Suficientes razões há para se admitir que as eleições deste ano poderão oferecer temas para demoradas reflexões, que vão além das disputas de lideranças locais; a começar por contribuírem para expor o crescente empobrecimento dos municípios, velha realidade que se espera amenizada no bojo da futura reforma fiscal. A insuficiência de recursos para a realização de obras tem levado a maioria dos prefeitos a uma avaliação negativa; e a desculpa que terão de oferecer aos eleitores, se de novo candidatos, está na excessiva concentração do bolo tributário nos cofres da União, fenômeno que se agrava, da mesma forma como a concentração de renda distancia as classes sociais num país injusto. Não há prefeito que deixe de se queixar de imensas dificuldades decorrentes da falta de dinheiro, embora todos pretendam querer a reeleição, para confirmar que em política o sadomasoquismo é fraqueza relativa e meramente circunstancial.
Os partidos, ao que parece, também enfrentarão dificuldades para estruturar alianças, com proveitosa antecedência, complicados que estão com as novidades da legislação eleitoral, a começar por impedidos de construir coligações proporcionais, que, antes, interessavam a vereadores com mandato. Agora não se pode mais valer do socorro dos menos votados. Não é segredo que os acordos aliancistas sempre serviram aos mais fortes. Não bastasse isso, as campanhas deste ano vão mostrar às lideranças estaduais e municipais que os dinheiros necessários para viabilizá-las dependem de um tortuoso acesso às cúpulas nacionais. Estas é que gerenciam, sob o império de interesses políticos maiores, os recursos partidários provenientes do financiamento público. Chegar a essas cúpulas, mesmo para delas obter pouco além de migalhas, é algo que não deve figurar entre as tarefas mais fáceis. Depreende-se, graças a essa concentração de decisões nos administradores do fundo oficial, que logo virá a proposta de retorno aos antigos financiamentos privados. Dos males, pelo menos este, por ser menos concentrador na hora da distribuição. É outra questão a compor a pauta dos desafios aos partidos e a quem terá de garimpar votos em outubro.
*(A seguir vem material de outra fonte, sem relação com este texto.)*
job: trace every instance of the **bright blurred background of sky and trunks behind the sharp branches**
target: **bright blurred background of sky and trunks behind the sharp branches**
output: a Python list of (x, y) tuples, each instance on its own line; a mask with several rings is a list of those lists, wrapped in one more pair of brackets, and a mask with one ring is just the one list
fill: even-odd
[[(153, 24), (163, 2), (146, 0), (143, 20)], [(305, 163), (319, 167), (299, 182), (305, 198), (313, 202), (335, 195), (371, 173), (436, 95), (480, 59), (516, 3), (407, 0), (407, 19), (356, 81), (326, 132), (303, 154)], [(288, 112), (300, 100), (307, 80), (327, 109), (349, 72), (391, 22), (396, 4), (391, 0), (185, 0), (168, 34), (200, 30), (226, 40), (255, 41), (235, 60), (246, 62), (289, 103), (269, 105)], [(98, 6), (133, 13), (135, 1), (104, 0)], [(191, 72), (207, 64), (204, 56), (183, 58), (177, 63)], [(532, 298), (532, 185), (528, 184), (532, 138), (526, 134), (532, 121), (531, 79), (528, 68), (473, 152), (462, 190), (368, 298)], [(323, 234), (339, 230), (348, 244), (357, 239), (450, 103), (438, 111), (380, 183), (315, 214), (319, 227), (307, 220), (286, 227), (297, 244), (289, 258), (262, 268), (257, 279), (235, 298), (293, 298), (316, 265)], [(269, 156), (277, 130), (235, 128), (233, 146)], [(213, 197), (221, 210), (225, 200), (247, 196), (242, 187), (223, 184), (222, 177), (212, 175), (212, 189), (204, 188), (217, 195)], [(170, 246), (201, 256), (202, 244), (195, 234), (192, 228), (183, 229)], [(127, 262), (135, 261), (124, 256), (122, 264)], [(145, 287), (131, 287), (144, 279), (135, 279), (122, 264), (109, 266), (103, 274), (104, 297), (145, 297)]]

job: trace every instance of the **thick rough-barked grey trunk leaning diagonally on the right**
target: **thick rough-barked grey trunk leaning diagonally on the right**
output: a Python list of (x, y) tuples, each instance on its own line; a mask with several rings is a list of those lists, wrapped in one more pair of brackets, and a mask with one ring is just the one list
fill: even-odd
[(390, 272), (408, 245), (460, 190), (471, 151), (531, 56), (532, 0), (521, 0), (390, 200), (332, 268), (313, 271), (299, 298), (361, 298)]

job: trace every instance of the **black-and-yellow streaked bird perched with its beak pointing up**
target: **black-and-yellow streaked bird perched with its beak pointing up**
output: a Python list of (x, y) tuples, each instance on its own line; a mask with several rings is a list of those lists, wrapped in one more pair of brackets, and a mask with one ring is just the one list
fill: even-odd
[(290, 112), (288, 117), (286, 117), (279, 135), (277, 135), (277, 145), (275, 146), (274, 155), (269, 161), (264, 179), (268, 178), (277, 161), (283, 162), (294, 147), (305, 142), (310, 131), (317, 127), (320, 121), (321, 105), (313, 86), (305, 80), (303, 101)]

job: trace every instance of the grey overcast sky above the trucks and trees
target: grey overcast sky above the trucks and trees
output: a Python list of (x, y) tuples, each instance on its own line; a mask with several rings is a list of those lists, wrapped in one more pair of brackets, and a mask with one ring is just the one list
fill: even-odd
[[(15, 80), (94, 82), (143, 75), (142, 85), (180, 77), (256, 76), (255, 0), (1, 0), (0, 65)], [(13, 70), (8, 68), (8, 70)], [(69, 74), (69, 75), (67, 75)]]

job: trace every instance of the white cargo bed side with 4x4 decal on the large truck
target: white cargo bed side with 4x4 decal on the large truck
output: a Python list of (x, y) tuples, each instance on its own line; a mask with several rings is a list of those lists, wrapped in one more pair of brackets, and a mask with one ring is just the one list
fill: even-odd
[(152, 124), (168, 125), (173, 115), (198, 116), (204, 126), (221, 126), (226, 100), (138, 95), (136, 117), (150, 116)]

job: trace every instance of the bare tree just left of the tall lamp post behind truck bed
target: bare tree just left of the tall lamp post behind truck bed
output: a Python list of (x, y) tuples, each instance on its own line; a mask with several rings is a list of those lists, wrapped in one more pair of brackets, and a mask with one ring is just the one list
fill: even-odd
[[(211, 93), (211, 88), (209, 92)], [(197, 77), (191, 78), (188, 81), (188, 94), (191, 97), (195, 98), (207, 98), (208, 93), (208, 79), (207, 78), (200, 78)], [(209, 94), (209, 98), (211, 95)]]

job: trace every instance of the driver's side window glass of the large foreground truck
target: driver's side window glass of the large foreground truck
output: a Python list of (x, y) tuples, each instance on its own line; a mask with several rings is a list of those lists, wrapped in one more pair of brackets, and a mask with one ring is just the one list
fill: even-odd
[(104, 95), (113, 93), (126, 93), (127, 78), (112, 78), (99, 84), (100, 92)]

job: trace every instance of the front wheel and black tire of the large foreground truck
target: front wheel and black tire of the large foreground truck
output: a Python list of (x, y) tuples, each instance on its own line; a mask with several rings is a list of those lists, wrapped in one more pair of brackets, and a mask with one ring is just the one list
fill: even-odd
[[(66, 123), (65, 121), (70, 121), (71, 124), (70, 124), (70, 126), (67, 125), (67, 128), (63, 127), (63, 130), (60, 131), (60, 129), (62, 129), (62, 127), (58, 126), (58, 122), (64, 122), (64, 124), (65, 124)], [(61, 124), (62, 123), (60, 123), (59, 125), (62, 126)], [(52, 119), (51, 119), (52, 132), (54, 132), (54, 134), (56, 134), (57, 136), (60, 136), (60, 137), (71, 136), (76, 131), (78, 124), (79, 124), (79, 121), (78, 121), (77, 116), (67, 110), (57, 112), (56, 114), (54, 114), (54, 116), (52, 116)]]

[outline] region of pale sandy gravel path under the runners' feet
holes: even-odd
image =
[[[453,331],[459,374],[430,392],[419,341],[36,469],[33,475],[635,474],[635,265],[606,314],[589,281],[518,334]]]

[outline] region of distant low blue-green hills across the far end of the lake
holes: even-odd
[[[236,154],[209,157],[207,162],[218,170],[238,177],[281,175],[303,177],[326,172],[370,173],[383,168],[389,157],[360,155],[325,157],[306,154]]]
Inevitável, também parece, que os resultados e as experiências que advirão do ano eleitoral hão de refletir mudanças no cenário de 2022, quando os atores já não serão mais os prefeitos e vereadores esfolados pelas dificuldades, mas substituídos em cena pelos candidatos a presidente, governador, bem como postulantes a cadeiras do Congresso e das Assembleias. Vê-se, pois, que acabamos de entrar num período laboratorial: o que se experimentar agora pode ter repercussão sobre o que virá nos dois anos seguintes. Se convier às lideranças, mudam-se rapidamente as regras vigentes; sem dificuldades, porque em matéria de eleições nossa volúpia legiferante não tem medidas. Não raro dispensando cuidados com o pudor.
Tudo isso, somado ao curto período da campanha (na prática 45 dias), e considerando que o eleitor só se sensibiliza efetivamente depois do ferido de 7 de setembro, o processo de escolha acaba favorecendo a quem já é conhecido, podendo comprometer desejável renovação, além de impor maiores sacrifícios aos que se lançam pela primeira vez. E mais: todos, veterano ou principiantes na disputa, tendo como desafio sobressalente, estarão sujeitos a benefícios ou prejuízos decorrentes da influência do presidente Bolsonaro e do ex-presidente Lula. Eles poderão influir na medida em que a polarização entre suas lideranças se acentuar e motivar.
Se os fatos insinuam que estamos num ano laboratorial, sem ser atípico, resta a convicção de que contribuirá para lançar mudanças no pleito de 2022.